Another legal scuffle continues in Pakistan’s courts, where the Rice Exporters Association of Pakistan has been lobbying to include Sindh in the list of regions that grows basmati. Like Madhya Pradesh, Sindh is nowhere near the Himalayas. The Agricultural and Processed Food Products Export Development Authority has challenged this in the Karachi High Court. This case continues to be stuck in court.
Basmati is a particularly litigious example of the process of applying for GI certificates. There are deeper issues. For one, that government institutions are applying for the tag in the first place.
T Prashant Reddy, a lawyer specialising in intellectual property and a blogger at website SpicyIP, has just co-written a chapter with Sumathi Chandrashekharan in Create, Copy, Disrupt: India's Intellectual Property Dilemmas, a yet-to-be published book on the case of basmati.
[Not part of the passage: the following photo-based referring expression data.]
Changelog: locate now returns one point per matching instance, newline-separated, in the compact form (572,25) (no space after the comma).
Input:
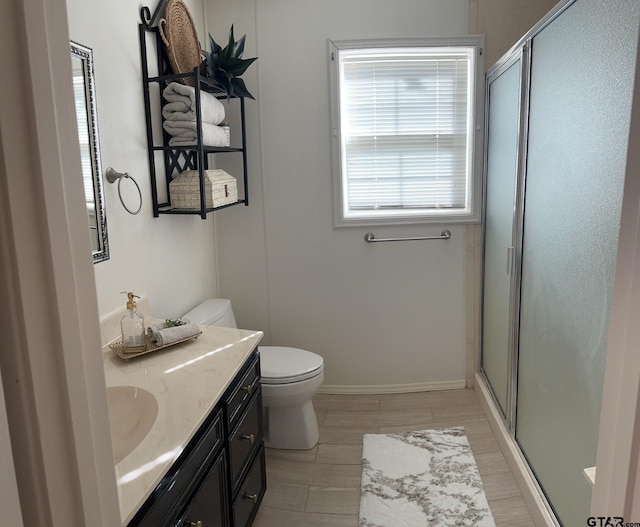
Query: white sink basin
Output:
(132,412)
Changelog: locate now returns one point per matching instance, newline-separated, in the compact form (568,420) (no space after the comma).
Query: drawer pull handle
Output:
(252,497)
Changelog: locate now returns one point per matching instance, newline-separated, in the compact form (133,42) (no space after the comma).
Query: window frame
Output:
(472,212)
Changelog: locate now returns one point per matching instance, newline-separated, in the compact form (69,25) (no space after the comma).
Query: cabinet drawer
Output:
(210,505)
(170,495)
(250,496)
(241,393)
(245,439)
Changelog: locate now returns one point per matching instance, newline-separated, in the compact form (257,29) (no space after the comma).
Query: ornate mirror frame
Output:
(87,118)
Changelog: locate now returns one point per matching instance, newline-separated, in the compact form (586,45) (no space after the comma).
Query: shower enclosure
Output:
(558,113)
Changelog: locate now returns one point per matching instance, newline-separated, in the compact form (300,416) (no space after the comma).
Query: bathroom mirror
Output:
(85,97)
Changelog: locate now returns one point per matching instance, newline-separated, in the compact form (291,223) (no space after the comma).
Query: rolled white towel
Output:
(165,336)
(184,133)
(181,105)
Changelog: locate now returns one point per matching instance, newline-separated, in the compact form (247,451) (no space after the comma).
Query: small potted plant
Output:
(226,65)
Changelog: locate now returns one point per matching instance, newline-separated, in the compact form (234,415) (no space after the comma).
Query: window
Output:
(404,121)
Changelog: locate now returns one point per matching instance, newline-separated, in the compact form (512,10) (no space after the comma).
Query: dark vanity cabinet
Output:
(219,479)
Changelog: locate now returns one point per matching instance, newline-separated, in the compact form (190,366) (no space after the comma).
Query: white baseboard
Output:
(375,389)
(533,497)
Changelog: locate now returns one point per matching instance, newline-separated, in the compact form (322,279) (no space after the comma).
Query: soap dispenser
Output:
(132,325)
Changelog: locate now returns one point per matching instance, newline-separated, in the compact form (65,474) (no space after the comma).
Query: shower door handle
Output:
(510,259)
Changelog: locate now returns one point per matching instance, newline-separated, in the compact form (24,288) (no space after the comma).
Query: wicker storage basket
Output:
(179,34)
(220,189)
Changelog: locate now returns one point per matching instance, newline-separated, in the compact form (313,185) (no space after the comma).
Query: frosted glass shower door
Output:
(582,73)
(503,92)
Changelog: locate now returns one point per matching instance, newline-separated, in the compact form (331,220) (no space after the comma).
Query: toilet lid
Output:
(280,365)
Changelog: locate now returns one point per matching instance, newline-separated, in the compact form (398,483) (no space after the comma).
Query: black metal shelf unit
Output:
(192,157)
Reddy believes that no government should hold ownership over regional trademarks.
“In India, government agencies have taken full ownership over such products and in the process disenfranchise the farmers and traders who have built the brand,” Reddy said.
In cases like champagne in France, for instance, it is associations that defend GI rights internationally, and not the government, Reddy argued. That should be the case here as well.
Sahai, however, disagreed. “It is not a bad idea for the government to hold the tag because you need to be able to defend this,” she said. “In the case of basmati, which other organisation will hold it?”
GI certificates are valid only for 10 years at a time, which requires organisations to be vigilant against allowing them to lapse. In relatively unorganised sectors, such as that of basmati growers, this could become an issue.
Money, money, money
At the end, what it comes down to is money.
“This is not just a scientific tag,” Reddy explained. “There is also an element of reputation and money involved.”
As a form of a trademark, a GI tag is automatically believed to enhance the market value of products that have it. With basmati being a lucrative export product, the organisation that controls its GI certificate could then control the profits from it.
But even when the government is not solely involved, GI certifications tend to reflect the local political and social hierarchies.
The case of feni shows this. Dwijen Rangnekar, an intellectual property rights lawyer and activist closely studied the campaign to certify Goa’s feni as a geographically specific product.
In a paper on the social remaking that occurred around feni, Rangnekar, now deceased, hailed GIs as offering “opportunities to retrieve history, inscribe locality, and facilitate resistance against global agrifood”.
At the same time, he pointed out that when the Goa government was drafting its application, it aligned with the Feni Association – an organisation dominated by bottlers.